Developer Interface

Functions

pypub.clean(input_string, tag_dictionary={'body': [], 'em': ['id', 'title'], 'head': [], 'blockquote': ['id'], 'img /': ['align', 'border', 'height', 'id', 'src', 'width'], 'h2': [], 'big': [], 'dd': ['id', 'title'], 'h1': [], 'h6': [], 'h4': [], 'h5': [], 'hr /': ['color', 'id', 'width'], 'ol': ['id'], 'br': ['id'], 'font': ['color', 'face', 'id', 'size'], 'strike': ['class', 'id'], 'a': ['href', 'id', 'name'], 'sub': ['id'], 'b': ['id'], 'span': ['bgcolor', 'title'], 'center': [], 'img': ['align', 'border', 'height', 'id', 'src', 'width'], 'ul': ['class', 'id'], 'i': ['class', 'id'], 'var': [], 'html': [], 'li': ['class', 'id', 'title'], 'p': ['align', 'id', 'title'], 's': ['id', 'style', 'title'], 'dfn': [], 'del': [], 'strong': ['class', 'id'], 'h3': [], 'small': ['id'], 'u': ['id'], 'div': ['align', 'id', 'bgcolor'], 'cite': [], 'sup': ['class', 'id']})

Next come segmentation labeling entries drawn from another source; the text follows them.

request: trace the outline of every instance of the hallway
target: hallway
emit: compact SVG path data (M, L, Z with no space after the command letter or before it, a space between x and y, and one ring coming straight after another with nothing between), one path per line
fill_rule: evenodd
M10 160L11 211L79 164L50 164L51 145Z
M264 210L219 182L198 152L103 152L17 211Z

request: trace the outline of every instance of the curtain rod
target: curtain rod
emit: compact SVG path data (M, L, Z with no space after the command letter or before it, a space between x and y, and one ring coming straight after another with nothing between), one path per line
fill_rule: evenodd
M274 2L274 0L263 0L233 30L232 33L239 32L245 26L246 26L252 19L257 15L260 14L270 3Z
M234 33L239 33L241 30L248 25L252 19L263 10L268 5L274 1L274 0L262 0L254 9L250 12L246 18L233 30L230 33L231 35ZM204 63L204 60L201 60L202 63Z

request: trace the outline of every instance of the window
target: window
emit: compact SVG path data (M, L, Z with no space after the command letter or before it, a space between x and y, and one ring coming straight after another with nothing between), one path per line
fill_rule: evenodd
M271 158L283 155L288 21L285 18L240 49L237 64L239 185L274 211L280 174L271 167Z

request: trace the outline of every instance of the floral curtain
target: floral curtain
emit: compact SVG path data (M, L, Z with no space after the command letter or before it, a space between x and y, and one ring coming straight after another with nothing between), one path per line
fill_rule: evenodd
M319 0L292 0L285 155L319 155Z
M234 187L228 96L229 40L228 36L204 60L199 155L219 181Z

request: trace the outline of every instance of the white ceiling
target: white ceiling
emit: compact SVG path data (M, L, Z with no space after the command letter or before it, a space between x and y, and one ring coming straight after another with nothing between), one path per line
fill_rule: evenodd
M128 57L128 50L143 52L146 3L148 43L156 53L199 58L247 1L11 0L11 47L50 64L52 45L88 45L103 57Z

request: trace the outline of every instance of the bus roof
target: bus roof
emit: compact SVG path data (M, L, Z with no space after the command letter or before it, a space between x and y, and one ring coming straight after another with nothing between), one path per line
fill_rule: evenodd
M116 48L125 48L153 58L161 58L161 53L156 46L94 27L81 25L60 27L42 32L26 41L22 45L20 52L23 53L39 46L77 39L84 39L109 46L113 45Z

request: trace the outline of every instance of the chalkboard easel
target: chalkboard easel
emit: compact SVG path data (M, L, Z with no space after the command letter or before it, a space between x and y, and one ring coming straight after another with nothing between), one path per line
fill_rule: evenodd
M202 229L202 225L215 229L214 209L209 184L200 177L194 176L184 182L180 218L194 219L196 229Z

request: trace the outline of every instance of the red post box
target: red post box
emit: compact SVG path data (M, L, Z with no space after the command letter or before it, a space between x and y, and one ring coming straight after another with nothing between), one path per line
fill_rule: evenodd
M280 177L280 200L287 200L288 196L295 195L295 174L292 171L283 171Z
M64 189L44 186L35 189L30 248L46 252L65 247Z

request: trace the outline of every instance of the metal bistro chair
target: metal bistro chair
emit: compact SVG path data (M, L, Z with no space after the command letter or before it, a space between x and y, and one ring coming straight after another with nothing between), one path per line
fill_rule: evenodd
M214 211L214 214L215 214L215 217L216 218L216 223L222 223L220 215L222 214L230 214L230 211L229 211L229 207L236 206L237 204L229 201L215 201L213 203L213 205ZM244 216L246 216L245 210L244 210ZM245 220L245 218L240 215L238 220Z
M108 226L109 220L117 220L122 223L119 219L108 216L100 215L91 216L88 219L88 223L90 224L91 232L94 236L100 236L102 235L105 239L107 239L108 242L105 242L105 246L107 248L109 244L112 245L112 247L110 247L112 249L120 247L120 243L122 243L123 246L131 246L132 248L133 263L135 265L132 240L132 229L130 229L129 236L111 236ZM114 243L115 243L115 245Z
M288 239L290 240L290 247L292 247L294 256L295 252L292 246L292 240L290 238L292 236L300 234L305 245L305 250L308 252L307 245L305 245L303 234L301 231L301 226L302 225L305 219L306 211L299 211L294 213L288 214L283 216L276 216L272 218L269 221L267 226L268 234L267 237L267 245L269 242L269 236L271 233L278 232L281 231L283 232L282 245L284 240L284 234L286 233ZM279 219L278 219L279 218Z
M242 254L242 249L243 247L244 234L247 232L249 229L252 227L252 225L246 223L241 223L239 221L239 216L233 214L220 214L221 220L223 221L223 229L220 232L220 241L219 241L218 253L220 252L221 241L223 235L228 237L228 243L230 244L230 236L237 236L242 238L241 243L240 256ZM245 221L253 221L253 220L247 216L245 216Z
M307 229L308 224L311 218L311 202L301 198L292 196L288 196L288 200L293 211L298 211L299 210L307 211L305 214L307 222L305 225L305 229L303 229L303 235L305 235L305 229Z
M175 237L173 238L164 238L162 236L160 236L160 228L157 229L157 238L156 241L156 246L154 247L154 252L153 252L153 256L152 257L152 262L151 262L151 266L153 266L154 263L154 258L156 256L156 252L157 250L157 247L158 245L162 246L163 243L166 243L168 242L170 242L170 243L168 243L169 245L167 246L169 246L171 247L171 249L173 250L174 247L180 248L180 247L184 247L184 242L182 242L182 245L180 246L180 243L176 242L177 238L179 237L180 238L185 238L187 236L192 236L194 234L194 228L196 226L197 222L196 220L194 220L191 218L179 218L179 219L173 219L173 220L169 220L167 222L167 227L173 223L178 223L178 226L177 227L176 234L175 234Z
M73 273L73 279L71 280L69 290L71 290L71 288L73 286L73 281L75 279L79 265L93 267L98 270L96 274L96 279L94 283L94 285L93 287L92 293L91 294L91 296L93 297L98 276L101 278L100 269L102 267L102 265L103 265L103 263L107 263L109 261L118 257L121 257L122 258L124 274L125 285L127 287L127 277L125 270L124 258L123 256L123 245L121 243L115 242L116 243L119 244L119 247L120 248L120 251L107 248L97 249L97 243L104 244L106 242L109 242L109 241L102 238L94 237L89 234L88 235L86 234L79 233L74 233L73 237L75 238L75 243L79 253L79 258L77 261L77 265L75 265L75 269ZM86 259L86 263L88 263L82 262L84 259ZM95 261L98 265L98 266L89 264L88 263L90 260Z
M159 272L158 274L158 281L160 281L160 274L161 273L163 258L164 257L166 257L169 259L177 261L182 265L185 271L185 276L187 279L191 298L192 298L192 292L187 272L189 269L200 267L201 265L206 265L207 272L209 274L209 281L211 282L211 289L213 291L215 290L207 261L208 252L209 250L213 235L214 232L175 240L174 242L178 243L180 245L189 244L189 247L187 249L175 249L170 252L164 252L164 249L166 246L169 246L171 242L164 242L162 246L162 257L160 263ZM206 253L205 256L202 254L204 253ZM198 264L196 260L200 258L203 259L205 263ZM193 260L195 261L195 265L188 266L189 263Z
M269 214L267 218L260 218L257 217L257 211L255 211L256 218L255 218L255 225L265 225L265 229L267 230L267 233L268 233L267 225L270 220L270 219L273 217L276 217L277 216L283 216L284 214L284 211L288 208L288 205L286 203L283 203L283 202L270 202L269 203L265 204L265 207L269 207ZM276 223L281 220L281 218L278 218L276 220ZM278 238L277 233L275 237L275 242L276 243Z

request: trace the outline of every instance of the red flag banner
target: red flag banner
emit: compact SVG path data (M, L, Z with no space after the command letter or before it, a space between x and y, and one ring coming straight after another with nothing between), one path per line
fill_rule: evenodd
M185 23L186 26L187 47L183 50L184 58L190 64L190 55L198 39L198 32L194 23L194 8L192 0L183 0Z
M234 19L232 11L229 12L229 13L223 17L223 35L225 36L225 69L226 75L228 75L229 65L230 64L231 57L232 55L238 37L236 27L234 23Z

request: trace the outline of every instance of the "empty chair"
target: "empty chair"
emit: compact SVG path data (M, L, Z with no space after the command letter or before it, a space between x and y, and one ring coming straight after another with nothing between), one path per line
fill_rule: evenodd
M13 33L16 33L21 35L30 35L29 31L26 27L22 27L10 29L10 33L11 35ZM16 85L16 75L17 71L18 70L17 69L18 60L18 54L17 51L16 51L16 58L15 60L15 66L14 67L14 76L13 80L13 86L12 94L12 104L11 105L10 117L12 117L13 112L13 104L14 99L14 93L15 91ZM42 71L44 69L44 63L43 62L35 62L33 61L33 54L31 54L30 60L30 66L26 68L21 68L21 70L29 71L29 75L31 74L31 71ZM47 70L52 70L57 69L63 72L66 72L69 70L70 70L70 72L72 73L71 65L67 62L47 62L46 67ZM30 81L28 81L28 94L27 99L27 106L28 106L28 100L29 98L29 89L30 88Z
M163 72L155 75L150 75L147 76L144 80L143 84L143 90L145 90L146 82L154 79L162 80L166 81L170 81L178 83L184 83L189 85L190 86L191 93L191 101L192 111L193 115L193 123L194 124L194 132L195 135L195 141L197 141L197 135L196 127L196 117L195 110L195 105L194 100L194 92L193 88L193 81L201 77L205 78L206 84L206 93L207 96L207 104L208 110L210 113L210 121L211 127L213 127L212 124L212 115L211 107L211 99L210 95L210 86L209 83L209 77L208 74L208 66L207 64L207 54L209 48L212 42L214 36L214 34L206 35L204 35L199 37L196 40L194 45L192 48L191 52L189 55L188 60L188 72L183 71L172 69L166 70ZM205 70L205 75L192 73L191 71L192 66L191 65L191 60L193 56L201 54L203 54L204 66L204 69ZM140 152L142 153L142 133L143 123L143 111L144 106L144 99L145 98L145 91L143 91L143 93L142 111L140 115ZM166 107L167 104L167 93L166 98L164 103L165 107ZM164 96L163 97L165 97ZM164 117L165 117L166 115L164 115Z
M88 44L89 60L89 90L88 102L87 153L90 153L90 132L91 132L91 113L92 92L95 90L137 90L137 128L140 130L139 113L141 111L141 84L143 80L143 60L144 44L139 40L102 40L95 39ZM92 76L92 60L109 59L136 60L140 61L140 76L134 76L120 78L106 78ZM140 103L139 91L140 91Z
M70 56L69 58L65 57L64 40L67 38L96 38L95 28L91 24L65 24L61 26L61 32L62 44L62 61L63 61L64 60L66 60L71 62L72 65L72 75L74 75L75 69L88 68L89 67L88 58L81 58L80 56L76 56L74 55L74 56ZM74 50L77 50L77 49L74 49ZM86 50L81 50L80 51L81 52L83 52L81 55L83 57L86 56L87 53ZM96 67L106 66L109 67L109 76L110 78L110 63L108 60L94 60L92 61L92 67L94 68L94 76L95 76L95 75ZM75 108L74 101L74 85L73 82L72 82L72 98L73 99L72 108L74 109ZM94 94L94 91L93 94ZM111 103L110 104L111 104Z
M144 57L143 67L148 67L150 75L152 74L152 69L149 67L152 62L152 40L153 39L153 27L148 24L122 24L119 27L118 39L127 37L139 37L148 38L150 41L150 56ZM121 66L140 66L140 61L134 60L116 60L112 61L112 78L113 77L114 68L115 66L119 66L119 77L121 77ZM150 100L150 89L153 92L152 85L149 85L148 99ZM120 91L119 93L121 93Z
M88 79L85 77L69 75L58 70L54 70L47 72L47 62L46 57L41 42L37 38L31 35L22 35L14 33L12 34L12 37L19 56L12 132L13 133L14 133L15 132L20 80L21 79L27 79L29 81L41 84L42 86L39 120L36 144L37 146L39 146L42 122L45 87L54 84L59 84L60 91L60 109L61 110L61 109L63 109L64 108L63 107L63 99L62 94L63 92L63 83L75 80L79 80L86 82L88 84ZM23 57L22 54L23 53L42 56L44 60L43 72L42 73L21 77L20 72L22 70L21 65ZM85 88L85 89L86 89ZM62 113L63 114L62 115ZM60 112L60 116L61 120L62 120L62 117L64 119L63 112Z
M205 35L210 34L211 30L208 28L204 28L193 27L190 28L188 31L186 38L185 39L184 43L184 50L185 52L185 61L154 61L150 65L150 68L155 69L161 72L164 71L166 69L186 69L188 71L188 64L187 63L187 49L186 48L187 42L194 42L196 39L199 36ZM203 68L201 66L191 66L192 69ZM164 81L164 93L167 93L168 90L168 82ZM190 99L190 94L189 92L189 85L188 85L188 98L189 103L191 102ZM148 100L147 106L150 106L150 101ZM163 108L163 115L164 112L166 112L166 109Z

Sanitizes HTML. Tags not contained as keys in the tag_dictionary input are removed, and child nodes are recursively moved to parent of removed node. Attributes not contained as arguments in tag_dictionary are removed. Doctype is set to <!DOCTYPE html>.

Parameters:
  • input_string (basestring) – A (possibly unicode) string representing HTML.
  • tag_dictionary (Option[dict]) – A dictionary with tags as keys and attributes as values. This operates as a whitelist–i.e. if a tag isn’t contained, it will be removed. By default, this is set to use the supported tags and attributes for the Amazon Kindle, as found at https://kdp.amazon.com/help?topicId=A1JPUWCSD6F59O
Returns:

A (possibly unicode) string representing HTML.

Return type:

str

Raises:

TypeError – Raised if input_string isn’t a unicode string or string.

Classes

class pypub.Epub(title, creator='pypub', language='en', rights='', publisher='pypub', epub_dir=None)

Class representing an epub. Add chapters to this and then output your ebook as an epub file.

Parameters:
  • title (str) – The title of the epub.
  • creator (Option[str]) – The creator of your epub. By default this is pypub.
  • language (Option[str]) – The language of your epub.
  • rights (Option[str]) – The rights of your epub.
  • publisher (Option[str]) – The publisher of your epub. By default this is pypub.
add_chapter(c)

Add a Chapter to your epub.

Parameters:c (Chapter) – A Chapter object representing your chapter.
Raises:TypeError – Raised if a Chapter object isn’t supplied to this method.
create_epub(output_directory, epub_name=None)

Create an epub file from this object.

Parameters:
  • output_directory (str) – Directory to output the epub file to
  • epub_name (Option[str]) – The file name of your epub. This should not contain .epub at the end. If this argument is not provided, defaults to the title of the epub.
class pypub.Chapter(content, title, url=None)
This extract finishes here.